From the Editor
by Paul Wright
This month’s cover story on prison’s using doctors with revoked or suspended medical licenses is an ongoing story for PLN readers. Given the six figure salaries prison doctors are paid it seems odd that the government can’t find any medical staff to hire that don’t kill, rape or maim their patients. While this article is about Louisiana, the practice is longstanding, national and systemic.
This month marks the 50th anniversary of the Attica prison uprising and the massacre of 43 prisoners and staff at the prison on September 13, 1971. It was the Attica rebellion that put in motion the modern American prisoner rights movement and also got the courts involved in efforts to drag prisons and jails into the 20th century and prisoners into the protection of the Constitution. Both of these efforts have been resisted mightily and fiercely by both the executive and legislative branches of government ever since.
In 1971, the US had 196,092 people caged in state and federal prisons. Fifty years later, the prison and jail population is in the neighborhood of 2.3 million people. The prison population has gotten darker. Prior to the late 1970s, it was mostly poor white men who were being locked up. In 1930, the US had 66,013 prisoners in state and federal prison and 50,663 were white, 14,771 were Black. Those ratios and the low number of prisoners in general, would hold true for the next half century. What has not changed is it is generally poor people who go to prison. As the adage says about capital punishment, those without the capital get the punishment.
When I ask colleagues at the forefront of the prisoner rights movement who started their careers around the time of Attica rebellion if things have gotten better or worse the answers tend to be nuanced. Long time Washington state prisoner rights lawyer John Midgley told me that just the idea of having standards is a big leap forward from where things were in the 1970s. He said when he first sued Washington prison officials in the 1970s, the prisons did not have doctors, not even ones with suspended licenses. Instead, medical care was being provided by prisoners who had served as medics in the military.
The absolute poverty of the law when it comes to prisoner rights is nowhere better illustrated than with regards to torture. To date, the US has no state or federal law that defines much less prohibits the torture of prisoners. To the extent physical torture is no longer commonplace it is because of federal court orders, not the legislative process, that such abuses ended, at least on paper. As recently as 1974, prisoners were being flogged for disciplinary violations at prisons in Tennessee. The infamous “Tucker telephone” was being used in Arkansas prisons whereby prison staff would attach electrodes from military field telephones to prisoners’ genitals and electrocute them until the end of the 1970s when courts enjoined them. By contrast, the People’s Republic of China banned the physical abuse of prisoners in 1954. Other countries actually have laws banning torture and abuse of prisoners, not the US.

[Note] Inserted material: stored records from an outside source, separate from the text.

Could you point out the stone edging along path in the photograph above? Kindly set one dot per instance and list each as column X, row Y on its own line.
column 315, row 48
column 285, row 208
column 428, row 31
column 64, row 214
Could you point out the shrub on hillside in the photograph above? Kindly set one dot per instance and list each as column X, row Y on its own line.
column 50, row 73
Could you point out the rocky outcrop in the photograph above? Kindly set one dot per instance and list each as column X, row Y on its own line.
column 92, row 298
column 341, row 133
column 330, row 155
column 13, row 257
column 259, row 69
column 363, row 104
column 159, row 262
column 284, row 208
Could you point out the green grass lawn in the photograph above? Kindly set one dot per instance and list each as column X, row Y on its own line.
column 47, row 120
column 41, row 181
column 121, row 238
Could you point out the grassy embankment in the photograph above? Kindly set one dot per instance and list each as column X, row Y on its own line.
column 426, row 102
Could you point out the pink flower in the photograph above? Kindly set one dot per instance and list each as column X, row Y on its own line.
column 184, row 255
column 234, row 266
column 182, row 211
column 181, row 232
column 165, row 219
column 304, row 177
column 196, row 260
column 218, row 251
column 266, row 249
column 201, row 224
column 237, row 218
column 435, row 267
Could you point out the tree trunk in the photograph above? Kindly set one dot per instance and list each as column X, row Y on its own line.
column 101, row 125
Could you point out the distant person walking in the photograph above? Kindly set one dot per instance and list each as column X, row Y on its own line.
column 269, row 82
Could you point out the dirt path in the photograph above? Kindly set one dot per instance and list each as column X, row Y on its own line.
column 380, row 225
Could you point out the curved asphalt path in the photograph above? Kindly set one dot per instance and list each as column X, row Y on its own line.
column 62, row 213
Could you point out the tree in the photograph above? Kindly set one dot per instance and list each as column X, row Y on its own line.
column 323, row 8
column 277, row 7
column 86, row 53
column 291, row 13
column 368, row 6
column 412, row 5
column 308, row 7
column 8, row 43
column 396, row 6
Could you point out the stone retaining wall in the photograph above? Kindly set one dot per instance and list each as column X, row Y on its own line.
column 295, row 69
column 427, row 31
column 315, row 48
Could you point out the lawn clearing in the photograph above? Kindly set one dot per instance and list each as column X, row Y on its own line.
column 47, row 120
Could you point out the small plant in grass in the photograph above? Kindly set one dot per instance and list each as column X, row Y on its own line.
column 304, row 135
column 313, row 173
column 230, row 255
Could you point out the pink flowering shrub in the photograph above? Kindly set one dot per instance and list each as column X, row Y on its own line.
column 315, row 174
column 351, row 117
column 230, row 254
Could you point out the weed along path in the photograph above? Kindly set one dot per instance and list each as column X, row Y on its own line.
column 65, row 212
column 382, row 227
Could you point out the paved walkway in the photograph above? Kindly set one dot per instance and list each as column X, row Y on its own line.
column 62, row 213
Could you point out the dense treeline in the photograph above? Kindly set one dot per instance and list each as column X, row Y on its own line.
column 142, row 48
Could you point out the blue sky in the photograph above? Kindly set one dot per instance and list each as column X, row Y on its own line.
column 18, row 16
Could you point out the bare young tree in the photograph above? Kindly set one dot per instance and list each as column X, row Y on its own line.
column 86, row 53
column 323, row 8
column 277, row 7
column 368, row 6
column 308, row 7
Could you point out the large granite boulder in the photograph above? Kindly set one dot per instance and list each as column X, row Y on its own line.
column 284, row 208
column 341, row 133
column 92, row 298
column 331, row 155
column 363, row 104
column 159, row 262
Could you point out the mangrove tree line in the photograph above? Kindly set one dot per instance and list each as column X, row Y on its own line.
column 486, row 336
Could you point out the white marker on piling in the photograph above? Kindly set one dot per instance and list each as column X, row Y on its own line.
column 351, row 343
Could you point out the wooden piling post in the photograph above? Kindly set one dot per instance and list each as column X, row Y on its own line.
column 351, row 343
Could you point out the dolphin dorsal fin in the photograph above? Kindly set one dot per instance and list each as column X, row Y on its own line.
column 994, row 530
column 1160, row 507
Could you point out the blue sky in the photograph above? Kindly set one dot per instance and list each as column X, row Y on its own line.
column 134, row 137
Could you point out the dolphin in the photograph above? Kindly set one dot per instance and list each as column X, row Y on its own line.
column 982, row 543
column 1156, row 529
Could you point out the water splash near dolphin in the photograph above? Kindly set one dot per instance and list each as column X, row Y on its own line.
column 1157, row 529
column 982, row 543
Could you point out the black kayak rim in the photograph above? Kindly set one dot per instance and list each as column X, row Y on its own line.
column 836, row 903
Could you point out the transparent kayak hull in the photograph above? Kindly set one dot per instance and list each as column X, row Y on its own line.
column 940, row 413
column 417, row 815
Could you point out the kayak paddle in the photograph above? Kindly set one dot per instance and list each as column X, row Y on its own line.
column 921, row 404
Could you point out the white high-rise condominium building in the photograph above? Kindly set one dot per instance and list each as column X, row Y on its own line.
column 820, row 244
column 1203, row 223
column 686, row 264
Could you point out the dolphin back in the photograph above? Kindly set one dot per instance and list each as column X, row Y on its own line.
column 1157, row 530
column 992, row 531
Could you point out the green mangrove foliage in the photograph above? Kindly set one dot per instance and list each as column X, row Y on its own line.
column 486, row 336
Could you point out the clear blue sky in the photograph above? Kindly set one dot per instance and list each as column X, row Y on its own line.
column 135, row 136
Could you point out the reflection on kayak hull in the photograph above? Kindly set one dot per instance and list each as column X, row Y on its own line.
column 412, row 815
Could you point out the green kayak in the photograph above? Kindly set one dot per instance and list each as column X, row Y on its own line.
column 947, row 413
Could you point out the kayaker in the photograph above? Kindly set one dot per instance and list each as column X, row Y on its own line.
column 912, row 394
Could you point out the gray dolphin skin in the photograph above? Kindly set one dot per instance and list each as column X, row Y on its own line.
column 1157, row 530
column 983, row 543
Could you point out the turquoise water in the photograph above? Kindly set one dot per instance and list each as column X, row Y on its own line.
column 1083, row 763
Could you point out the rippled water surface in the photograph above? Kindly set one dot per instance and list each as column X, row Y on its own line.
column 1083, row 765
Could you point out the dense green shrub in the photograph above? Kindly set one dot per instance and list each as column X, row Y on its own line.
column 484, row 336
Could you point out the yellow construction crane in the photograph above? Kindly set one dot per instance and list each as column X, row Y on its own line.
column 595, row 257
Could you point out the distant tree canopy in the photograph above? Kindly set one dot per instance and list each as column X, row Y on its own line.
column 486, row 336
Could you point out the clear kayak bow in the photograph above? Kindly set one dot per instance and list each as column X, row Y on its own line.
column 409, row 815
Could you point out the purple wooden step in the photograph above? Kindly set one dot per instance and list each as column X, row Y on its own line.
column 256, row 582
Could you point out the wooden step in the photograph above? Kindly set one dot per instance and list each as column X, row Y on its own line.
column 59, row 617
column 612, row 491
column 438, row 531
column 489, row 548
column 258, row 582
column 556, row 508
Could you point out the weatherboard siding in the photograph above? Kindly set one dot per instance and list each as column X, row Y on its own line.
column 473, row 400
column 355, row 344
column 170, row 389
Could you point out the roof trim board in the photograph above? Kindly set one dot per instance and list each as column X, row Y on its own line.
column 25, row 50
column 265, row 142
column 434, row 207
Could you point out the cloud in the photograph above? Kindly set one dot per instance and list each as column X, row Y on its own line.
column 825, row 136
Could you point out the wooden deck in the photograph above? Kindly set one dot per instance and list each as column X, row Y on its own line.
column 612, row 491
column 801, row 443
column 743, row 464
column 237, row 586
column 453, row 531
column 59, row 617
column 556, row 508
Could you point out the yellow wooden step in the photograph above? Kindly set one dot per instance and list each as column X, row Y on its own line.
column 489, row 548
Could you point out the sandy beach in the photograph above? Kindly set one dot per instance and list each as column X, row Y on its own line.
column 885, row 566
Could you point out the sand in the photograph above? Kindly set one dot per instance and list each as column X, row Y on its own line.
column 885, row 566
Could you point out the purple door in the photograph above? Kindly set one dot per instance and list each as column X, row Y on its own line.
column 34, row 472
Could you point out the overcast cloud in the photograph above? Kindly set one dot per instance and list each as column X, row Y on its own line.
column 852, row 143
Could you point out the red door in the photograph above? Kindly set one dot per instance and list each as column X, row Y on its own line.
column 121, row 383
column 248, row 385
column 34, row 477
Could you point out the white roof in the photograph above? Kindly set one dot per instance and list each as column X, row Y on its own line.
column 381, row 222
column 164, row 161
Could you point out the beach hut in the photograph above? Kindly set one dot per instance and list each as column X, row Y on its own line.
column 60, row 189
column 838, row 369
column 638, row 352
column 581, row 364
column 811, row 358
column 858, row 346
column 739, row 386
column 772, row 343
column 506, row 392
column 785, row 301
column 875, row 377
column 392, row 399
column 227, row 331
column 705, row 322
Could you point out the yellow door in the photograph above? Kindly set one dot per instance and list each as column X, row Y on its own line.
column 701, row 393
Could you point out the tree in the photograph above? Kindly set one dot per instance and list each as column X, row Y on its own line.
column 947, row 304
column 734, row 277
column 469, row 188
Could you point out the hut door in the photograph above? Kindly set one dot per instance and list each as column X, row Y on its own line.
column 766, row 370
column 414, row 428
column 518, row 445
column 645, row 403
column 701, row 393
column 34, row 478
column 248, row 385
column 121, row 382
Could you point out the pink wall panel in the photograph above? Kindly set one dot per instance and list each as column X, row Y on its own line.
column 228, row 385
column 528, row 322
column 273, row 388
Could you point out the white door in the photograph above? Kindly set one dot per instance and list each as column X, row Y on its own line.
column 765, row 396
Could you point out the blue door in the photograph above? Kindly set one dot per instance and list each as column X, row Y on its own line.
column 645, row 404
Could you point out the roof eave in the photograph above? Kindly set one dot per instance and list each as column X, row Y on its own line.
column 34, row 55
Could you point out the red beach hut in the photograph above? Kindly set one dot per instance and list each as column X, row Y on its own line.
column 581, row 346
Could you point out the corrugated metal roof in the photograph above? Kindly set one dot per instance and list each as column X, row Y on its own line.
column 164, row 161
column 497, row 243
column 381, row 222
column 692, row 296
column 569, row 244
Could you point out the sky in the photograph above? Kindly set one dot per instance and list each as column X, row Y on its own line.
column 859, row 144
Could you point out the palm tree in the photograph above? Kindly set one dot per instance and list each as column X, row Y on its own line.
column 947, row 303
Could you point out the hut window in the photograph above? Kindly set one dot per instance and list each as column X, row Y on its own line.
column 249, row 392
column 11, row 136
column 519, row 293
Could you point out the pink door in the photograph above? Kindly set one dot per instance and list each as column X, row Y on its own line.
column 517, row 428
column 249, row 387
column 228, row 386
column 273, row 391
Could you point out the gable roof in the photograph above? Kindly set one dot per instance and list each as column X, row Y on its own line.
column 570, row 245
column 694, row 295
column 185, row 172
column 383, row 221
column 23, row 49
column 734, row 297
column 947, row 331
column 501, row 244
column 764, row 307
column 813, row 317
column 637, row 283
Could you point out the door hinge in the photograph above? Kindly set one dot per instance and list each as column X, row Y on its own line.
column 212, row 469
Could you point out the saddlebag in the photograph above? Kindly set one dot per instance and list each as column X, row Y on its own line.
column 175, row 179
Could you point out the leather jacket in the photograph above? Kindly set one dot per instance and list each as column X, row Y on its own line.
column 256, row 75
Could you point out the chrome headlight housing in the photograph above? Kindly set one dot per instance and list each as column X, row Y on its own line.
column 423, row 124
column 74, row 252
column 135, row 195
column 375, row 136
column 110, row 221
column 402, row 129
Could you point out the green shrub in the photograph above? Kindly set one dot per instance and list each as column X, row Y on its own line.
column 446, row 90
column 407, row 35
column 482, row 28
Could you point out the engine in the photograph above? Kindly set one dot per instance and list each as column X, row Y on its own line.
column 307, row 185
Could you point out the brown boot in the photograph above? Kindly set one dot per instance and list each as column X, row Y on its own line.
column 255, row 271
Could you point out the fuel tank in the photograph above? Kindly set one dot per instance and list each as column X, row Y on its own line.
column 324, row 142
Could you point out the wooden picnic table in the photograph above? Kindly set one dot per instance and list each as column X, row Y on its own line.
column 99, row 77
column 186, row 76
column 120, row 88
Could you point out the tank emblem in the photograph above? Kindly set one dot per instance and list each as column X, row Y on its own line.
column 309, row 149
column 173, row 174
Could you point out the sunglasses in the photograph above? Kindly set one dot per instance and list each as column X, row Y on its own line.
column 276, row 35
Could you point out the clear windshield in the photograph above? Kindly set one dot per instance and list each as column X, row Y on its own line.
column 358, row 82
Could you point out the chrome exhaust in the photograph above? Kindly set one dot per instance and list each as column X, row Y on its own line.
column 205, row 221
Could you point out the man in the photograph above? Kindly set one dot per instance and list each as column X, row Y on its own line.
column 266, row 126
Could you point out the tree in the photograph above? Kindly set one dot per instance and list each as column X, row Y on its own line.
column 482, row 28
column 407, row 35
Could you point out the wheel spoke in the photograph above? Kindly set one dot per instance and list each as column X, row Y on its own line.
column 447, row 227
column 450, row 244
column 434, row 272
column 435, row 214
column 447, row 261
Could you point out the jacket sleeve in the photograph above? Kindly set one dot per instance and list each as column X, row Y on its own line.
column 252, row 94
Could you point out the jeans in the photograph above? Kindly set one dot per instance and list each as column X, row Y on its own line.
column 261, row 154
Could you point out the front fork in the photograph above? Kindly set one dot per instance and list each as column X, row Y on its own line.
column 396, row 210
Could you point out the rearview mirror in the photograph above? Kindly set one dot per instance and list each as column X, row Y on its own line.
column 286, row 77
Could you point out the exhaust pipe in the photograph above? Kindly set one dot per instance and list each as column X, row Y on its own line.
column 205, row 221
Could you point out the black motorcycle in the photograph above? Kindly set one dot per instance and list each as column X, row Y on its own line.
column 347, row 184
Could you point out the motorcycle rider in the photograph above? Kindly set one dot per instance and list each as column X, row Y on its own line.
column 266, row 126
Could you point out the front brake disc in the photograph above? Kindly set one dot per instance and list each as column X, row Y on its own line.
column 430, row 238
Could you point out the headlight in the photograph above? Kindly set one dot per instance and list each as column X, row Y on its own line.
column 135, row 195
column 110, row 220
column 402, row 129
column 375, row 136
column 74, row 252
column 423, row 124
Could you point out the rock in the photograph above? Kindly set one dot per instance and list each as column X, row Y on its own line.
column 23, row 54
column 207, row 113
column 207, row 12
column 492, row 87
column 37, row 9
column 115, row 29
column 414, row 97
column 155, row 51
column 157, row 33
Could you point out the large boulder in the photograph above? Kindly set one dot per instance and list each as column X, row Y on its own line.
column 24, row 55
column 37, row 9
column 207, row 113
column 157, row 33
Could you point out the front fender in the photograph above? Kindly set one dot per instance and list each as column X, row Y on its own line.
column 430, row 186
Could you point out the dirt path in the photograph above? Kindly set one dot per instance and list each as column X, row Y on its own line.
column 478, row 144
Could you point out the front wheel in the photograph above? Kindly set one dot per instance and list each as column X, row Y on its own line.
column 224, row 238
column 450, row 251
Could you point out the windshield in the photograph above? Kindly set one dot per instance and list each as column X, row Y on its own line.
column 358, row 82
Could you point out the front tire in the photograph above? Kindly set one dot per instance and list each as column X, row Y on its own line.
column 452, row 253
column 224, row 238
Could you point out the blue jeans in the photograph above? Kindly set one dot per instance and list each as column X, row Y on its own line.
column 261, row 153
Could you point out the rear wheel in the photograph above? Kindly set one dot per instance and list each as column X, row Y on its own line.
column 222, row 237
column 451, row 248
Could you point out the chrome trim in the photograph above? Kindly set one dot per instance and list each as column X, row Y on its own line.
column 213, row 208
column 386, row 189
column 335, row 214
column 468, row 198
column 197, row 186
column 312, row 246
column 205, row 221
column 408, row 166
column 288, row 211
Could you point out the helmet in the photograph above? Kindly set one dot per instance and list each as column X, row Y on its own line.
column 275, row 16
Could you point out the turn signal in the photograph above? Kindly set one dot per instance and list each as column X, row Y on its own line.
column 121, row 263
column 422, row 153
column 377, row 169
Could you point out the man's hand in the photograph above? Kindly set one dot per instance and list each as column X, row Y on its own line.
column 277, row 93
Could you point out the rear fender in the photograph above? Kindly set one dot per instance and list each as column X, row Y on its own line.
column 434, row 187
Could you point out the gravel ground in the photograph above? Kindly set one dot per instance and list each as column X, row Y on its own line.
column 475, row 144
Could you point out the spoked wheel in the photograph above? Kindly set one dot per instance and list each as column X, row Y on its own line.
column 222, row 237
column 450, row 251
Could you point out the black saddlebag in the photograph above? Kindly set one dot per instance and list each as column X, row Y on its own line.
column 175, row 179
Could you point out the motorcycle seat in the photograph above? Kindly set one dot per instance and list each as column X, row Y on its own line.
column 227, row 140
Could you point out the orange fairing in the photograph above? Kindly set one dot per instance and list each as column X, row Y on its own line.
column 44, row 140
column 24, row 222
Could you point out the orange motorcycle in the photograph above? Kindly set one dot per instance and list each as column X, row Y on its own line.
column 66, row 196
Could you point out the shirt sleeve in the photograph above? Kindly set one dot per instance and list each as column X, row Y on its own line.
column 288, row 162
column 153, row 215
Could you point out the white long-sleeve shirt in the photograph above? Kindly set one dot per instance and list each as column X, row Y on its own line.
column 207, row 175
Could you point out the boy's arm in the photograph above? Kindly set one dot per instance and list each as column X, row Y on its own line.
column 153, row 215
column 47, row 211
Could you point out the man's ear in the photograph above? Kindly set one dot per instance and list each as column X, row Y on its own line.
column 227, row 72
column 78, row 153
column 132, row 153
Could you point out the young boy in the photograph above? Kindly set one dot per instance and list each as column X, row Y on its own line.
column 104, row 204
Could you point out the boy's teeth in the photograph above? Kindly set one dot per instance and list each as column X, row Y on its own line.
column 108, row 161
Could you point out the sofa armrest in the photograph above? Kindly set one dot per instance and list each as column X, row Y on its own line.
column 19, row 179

As recently as the 1980s, armed prisoners provided internal and perimeter security at dozens of prisons in states such as Arkansas and Texas, keeping prison costs down at a tremendous cost in lives, brutality and misery. Again, these ended by court order, not because the government thought there was anything wrong with their practices.
Fifty years after Attica, we have a lot more prisoners, serving much longer sentences, a lot more people sucking down a paycheck from caging other people, private prison corporations and a bevy of prison profiteers (think Jpay, Securus, Global Tel Link, Keefe, et al.) making billions exploiting prisoners and their families, which is different. But the inhumane conditions confinement, such as overcrowding, inadequate medical care, violence by staff and prisoners alike and large-scale impunity, remains the same. It was said at the time that Attica was every prison, and every prison was Attica. Sadly, that seems to still be the case today.